And now if you press CTRL-RETURN the cell will be rendered - by adding various other bits of code you can build up a document like this.

21 of 25

Keyboard shortcuts

There are lots of Jupyter Notebook keyboard shortcuts that you can use. To see the list of them all, click on the icon here:

22 of 25

Downloading/Sharing your notebook

If you wanted to submit your Jupyter Notebook as a document alongside a journal article (say), you can download it in various formats - incl. as an .html file.

To share with others (and allow them to interact with it), you could download it as a Notebook (.ipynb) file.

23 of 25

Downloading as a Python script

You can download the script itself so you can run it outside the Jupyter Notebook. I’ll download it and save it to a folder on my machine that I’ve called python_scripts

24 of 25

Running the .py script from the Command Line

We can run Python scripts from the command line - just make sure you’re running it in the right conda environment - we can tell that we’re in the data_science environment by the fact that (data_science) is presented at the start of the prompt. From the folder where you’ve saved the hello_world.py script, you can type python hello_world.py like below.

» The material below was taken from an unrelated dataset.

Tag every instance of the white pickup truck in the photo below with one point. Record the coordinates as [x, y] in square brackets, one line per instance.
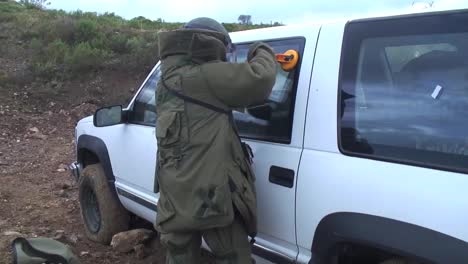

(data_science)$ python hello_world.py

hello world!

Obviously this is a trivial example, but it’s useful to remember that you can run Python scripts like this rather than having to manually run things in Jupyter Notebooks or another interactive environment.

25 of 25

Summary

Hopefully I’ve convinced you that Python is a language worth learning - it’s a general purpose programming language and is used widely in data science.

You should understand why it’s important to ensure you write your Python code in conda environments where Python library versions are managed to ensure your Python script is reproducible.

You should now have a working Python installation on a machine you can access and are ready to start writing some Python code in a Jupyter Notebook!